Now all this lamentation over us is mere affectation, and the Register cannot even hope to deceive even the most cred-ulons of its readers by it. Unitarians, generally, entertain a far higher and a far sincerer respect for us personally than they did when we were one of themselves. Their very deportment to us when we meet any of them proves it. The profound pity and sorrow the Register speaks of on our account is all moonshine. Why should its excellent editor feel either? He does not doubt that we are at least as safe as a Catholic as we should be as a Unitarian ; for he and his Unitarian brethren hold a man can be saved in any religion, or in none at all. None of them believe in the eternal punishment of the sinner. In the Christian sense, they believe in neither heaven nor hell, and the only future state they acknowledge, unless they have very much changed of late, is the continuance of the soul in a future natural life. As to idolatry, the Register well knows that our views of worship are, to say the least, as spiritual as
ever they were, and that no Catholic believes it right to pay supreme worship to any but God alone. As for superstition, we were in the habit of praying to the Blessed Virgin and the saints when a Unitarian minister, and also for the dead. It was superstition in us then, we fear, but it is not now ; for now we have authority for doing so, and we ask nothing of the saints that they are not able to do. If we had dedicated our volume to our natural mother, and placed it under her protection, the Register would never have dreamed of calling it superstition. Let him remember that Our Blessed Lady, our spiritual mother, is equally near and dear to us, and loves us with a purer and far more tender love. If the Blessed. Virgin had been still alive on earth, the Register would not have called us the victim of superstition if we had placed it under her protection. Well, let him know that the Blessed Virgin is as truly living as when she stood by the foot of the cross, and has none the less power to grant us the protection we ask of her. We call her Blessed; will the Register dare deny that she is blessed, and the most blessed among women ?
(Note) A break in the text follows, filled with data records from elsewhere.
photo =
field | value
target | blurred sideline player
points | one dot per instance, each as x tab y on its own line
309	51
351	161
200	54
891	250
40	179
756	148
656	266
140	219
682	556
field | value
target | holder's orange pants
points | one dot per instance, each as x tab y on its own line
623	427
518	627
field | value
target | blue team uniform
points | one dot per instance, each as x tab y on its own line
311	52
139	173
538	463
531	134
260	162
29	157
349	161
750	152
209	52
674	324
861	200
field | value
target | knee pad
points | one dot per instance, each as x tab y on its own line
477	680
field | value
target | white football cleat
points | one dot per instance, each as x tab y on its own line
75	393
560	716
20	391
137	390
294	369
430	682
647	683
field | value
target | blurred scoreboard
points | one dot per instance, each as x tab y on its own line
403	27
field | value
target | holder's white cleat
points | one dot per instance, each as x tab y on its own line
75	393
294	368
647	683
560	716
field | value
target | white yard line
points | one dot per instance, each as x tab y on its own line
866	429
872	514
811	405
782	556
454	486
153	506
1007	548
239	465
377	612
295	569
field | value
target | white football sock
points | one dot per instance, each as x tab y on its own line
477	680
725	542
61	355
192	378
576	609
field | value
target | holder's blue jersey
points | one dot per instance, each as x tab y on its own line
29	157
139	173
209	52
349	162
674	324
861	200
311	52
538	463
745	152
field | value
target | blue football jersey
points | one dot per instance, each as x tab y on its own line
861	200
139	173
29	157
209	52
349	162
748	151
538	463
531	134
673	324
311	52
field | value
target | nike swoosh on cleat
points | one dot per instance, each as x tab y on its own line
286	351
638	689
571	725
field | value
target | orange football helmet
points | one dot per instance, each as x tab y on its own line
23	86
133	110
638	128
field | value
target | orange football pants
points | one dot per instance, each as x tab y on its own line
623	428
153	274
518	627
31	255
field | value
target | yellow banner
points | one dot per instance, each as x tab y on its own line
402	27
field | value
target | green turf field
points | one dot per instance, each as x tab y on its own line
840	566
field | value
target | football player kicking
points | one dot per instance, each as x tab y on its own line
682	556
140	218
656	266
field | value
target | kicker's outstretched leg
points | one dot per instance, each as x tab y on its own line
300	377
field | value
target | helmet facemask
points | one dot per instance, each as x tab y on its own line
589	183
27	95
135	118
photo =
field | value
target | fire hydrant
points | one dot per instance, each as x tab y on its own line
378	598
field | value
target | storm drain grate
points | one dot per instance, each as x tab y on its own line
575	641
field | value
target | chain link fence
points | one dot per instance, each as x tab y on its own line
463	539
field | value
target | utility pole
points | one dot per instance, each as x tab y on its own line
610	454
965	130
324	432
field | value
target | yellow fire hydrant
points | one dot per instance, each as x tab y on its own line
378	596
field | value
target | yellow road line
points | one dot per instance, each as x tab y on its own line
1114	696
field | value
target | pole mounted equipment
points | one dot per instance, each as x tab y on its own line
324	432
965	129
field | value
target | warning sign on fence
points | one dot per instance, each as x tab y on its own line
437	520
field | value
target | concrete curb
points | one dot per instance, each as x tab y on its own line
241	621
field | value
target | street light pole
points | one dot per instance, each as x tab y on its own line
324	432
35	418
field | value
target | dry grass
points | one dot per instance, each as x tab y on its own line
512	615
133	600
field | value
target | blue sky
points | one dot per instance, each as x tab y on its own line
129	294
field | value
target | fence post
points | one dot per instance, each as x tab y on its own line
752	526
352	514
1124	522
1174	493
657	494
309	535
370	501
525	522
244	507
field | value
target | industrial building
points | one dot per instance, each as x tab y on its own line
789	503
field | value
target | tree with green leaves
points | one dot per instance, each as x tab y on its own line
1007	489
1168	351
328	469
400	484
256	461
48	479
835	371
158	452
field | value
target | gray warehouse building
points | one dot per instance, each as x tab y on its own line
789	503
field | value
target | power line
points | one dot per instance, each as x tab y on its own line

But enough. The remainder of the article contains nothing calling particularly for remark. We have considered and replied to every thing like argument we have been able to detect in the Register's article, and we have aimed to reply fairly and logically to every point it has made. We trust we have replied with at least as much candor and courtesy as the Register itself has observed. We have replied to the article, notwithstanding it appeared in the columns of a weekly paper, because it seemed for the most part to be seriously written, and because, though short, it contains the best that Protestants can say against us or our Church, the sum and substance of all that approaches to argument they ever have said or ever will say. They may write volumes, but they will say no more than the Register has said. We trust, therefore, our readers will pardon us the space we have given it, and not accuse us of making too much of a small thing. Our logic was assailed, and we have chosen to vindicate it, because in so doing we could show how weak and insignificant is all that Protestants have to allege against the Church, and therefore how unimportant it is to pay any attention to their objections.